I'm not sure what is in there ... I think modeling is maintaining a searchCVS function, and there are some eclipselink tables.  We'd probably need to clean it up, and for good measure, dump it and reimport it to compact the data files.
Comment 10 Denis Roy CLA 2010-09-07 15:14:35 EDT
(In reply to comment #8)
> /dev/md0             1000G  603G  398G  61% /opt/public

Gee, even /shared is filling up nicely.
Comment 11 David Williams CLA 2010-09-07 18:40:42 EDT
I received an email from Nicolas (pasted below), and he asked for help from webmasters, as he is on vacation now, and only has access to email. 

Specifically, he asked that his crontab be stopped/commented out, and the following two directories to be removed:

/opt/users/nebulaBuild/workdir/nebula_builds/technology/
/opt/users/nebulaBuild/workdir/nebula-builds/technology/

From what I can tell, this will immediately free up 100 G!

 = = = = = = 

From:	Nicolas Richeton <nicolas.richeton@gmail.com>
To:	David M Williams/Raleigh/IBM@IBMUS
Date:	09/07/2010 04:39 PM
Subject:	Nebula disk usage




Hi David,

I'm on vacation right now and I don't have a full internet access, only mail.

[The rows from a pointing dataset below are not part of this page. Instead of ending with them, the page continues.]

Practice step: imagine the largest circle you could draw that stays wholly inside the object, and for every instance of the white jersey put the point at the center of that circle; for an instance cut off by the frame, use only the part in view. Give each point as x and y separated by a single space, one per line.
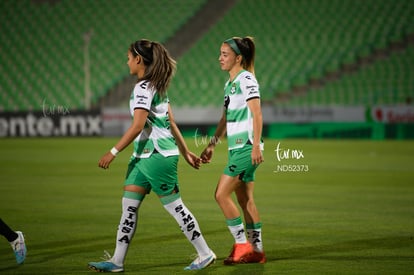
238 116
156 134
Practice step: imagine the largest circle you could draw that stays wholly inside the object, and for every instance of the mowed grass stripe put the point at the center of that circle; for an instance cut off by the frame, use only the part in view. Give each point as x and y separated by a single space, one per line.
350 213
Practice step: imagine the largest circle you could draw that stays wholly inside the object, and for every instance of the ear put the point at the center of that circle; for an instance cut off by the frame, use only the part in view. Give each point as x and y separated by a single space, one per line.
239 58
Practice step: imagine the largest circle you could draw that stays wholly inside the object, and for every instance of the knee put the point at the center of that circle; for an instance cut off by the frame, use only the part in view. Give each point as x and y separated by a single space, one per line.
220 197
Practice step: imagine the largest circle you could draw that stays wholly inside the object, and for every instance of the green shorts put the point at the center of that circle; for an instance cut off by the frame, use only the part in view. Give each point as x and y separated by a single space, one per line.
240 164
157 173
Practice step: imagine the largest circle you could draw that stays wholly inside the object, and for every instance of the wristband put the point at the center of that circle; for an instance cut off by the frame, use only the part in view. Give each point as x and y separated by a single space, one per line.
114 151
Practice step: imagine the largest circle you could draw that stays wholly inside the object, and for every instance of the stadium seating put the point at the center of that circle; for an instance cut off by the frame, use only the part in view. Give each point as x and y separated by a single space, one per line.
298 41
42 46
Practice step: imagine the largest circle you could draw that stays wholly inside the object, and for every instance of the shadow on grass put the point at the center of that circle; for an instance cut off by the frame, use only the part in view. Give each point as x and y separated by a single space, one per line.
46 251
318 252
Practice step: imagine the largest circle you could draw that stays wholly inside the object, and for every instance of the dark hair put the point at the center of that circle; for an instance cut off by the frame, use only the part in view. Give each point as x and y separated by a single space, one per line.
160 66
247 51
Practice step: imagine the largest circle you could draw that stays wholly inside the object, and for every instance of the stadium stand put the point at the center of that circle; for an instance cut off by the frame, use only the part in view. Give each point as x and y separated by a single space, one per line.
308 52
301 43
43 46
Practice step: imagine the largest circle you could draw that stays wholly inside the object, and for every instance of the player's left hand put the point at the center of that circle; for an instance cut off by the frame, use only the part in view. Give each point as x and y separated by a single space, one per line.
257 156
193 160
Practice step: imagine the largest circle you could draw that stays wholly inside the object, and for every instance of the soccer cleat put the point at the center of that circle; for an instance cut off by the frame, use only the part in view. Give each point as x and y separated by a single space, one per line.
106 266
19 248
199 263
238 254
255 257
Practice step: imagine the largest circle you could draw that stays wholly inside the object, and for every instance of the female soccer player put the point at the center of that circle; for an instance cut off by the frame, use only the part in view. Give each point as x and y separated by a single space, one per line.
16 240
153 165
242 119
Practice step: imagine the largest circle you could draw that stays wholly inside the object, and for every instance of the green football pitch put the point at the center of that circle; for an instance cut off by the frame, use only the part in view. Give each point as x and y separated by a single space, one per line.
327 207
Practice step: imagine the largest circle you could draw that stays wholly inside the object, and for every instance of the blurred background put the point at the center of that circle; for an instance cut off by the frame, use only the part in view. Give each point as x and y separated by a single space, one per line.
326 68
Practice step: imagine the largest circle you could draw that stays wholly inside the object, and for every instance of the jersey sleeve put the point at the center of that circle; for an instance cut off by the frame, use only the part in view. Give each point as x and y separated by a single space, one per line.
142 97
249 87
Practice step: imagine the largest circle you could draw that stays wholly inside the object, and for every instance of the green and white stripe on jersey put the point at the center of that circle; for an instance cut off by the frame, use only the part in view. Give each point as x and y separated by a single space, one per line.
156 134
238 116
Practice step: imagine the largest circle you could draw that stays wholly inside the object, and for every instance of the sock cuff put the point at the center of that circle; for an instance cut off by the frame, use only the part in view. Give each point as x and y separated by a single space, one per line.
257 225
133 195
170 198
233 222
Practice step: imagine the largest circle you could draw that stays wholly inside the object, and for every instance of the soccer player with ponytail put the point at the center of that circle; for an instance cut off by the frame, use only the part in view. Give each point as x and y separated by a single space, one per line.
153 165
242 121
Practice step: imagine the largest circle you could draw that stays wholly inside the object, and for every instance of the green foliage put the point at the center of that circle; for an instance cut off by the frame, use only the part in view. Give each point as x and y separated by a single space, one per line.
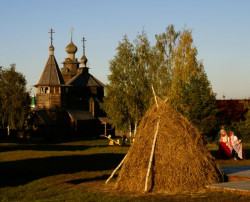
199 105
126 94
14 98
172 68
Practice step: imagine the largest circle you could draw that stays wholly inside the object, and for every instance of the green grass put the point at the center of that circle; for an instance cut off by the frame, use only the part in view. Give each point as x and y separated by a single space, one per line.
76 171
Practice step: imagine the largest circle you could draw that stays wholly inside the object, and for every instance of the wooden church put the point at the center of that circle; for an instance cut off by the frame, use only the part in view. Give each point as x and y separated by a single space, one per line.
67 99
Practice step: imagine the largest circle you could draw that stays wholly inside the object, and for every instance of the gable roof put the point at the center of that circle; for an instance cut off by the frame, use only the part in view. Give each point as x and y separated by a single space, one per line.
51 75
84 79
80 115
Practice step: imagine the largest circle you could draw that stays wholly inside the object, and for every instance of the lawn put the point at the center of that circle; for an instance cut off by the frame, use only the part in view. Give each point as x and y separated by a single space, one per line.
77 170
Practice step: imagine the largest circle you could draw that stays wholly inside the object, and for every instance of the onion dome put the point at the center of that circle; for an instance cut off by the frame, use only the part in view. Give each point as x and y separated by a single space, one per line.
71 48
84 61
51 48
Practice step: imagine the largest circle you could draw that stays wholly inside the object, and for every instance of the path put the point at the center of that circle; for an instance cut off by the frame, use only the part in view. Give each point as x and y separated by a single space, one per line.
238 179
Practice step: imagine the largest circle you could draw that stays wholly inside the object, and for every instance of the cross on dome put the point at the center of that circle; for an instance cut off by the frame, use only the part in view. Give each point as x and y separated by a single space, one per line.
51 37
83 45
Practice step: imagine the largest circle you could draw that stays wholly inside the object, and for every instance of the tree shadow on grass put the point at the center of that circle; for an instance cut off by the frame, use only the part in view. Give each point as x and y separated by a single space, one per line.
21 172
79 181
46 147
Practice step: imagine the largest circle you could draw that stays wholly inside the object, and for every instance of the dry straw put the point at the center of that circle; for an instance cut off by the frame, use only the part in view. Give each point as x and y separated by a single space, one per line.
180 162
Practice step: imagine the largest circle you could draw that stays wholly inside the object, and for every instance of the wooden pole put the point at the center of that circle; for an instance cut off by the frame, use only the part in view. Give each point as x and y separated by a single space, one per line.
115 170
151 156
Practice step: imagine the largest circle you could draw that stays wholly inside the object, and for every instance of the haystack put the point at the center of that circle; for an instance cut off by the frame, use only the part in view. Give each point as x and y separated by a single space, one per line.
175 161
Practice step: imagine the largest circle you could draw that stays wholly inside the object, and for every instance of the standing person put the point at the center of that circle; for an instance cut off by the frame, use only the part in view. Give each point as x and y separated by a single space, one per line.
235 144
224 150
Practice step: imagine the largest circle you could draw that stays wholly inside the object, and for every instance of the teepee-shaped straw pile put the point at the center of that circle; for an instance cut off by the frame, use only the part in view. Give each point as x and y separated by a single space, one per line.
168 155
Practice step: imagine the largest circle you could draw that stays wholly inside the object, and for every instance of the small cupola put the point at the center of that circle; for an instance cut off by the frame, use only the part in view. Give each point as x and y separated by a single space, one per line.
84 61
71 48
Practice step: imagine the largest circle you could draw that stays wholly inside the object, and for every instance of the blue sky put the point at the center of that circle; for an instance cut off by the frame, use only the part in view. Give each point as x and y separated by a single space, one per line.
221 32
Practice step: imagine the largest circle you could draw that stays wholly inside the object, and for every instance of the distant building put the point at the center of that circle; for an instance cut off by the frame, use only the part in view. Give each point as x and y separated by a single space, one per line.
67 99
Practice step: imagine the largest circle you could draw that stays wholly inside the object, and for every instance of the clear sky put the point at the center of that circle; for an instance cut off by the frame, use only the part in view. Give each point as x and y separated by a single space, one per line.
221 32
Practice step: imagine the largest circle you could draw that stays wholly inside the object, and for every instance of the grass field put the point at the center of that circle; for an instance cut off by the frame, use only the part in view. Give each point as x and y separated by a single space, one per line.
76 171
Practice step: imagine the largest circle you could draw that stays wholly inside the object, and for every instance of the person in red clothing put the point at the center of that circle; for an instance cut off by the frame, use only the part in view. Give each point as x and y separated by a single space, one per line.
224 150
235 145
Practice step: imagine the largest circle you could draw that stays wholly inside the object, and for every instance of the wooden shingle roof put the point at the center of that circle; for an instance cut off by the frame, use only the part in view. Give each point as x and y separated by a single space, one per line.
51 75
84 79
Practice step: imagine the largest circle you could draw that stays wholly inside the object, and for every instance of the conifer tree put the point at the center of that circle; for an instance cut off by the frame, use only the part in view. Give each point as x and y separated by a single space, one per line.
15 100
117 99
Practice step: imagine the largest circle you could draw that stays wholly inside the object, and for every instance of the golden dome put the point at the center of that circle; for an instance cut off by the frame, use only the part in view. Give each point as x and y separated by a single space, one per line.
84 59
71 48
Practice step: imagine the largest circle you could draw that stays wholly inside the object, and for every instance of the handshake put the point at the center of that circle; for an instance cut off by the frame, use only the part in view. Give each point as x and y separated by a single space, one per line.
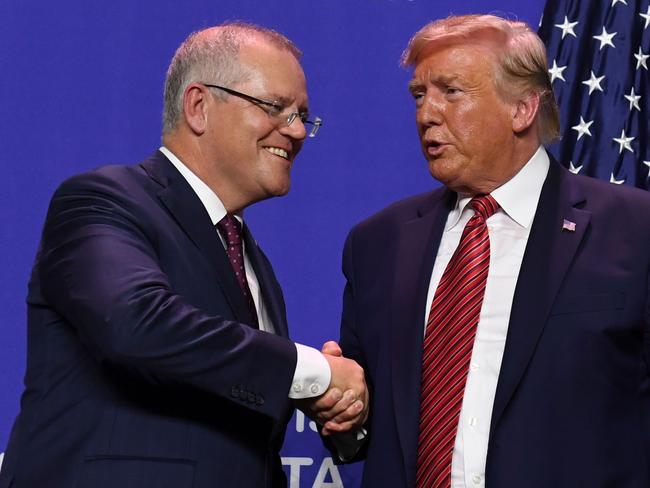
344 406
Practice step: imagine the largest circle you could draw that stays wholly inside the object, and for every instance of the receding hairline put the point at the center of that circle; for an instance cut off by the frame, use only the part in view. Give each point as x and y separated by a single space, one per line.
246 34
483 36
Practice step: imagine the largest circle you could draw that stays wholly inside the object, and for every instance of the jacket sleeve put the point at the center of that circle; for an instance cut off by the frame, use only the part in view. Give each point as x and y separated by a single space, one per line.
98 268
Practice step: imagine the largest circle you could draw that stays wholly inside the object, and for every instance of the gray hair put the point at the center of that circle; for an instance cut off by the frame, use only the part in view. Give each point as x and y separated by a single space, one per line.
521 65
211 55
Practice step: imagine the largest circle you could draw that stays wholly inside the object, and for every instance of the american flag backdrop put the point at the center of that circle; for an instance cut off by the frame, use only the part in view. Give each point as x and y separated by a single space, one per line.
599 56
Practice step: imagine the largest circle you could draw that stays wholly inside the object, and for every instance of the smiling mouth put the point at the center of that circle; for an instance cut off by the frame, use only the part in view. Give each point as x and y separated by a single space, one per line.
277 151
435 148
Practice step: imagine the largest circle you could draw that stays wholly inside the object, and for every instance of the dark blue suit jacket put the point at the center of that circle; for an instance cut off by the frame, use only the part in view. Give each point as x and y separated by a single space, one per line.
572 406
141 371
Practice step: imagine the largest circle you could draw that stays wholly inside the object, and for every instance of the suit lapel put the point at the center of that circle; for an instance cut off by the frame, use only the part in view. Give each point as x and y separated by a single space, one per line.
190 214
549 253
417 246
271 292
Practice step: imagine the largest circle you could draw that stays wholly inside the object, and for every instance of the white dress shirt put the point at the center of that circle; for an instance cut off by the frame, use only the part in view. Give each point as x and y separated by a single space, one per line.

Can you ask the webmaster to : 
- Comment my crontab (builds are failing anyway - and they don't clean up on failure)
- Delete all builds folders in
   nebulaBuild/work/Nebula-build/technology... and nebulaBuild/work/nebula_build/technology ...

I'll try to fix this when I get back
Thanks,

Nicolas
Comment 12 Denis Roy CLA 2010-09-08 09:25:17 EDT
I've commented out the cron jobs, and am in the process of deleting the directories.

Do we have any idea of what is being used by the local MySQL instance?  Can it be cleaned/purged?  23G seems to be a lot.

I can ask on cross-project if need be.
Comment 13 David Williams CLA 2010-09-08 09:34:07 EDT
(In reply to comment #12)
> I've commented out the cron jobs, and am in the process of deleting the
> directories.
> 
> Do we have any idea of what is being used by the local MySQL instance?  Can it
> be cleaned/purged?  23G seems to be a lot.
> 
> I can ask on cross-project if need be.

I don't. I think if anyone would it'd be Nick. I'll add him to CC, but if he doesn't know you'll have to "ask around" on cross project list.
Comment 14 David Williams CLA 2010-11-12 13:05:09 EST
just noticed this blocker still open ... I think we can resolve as fixed.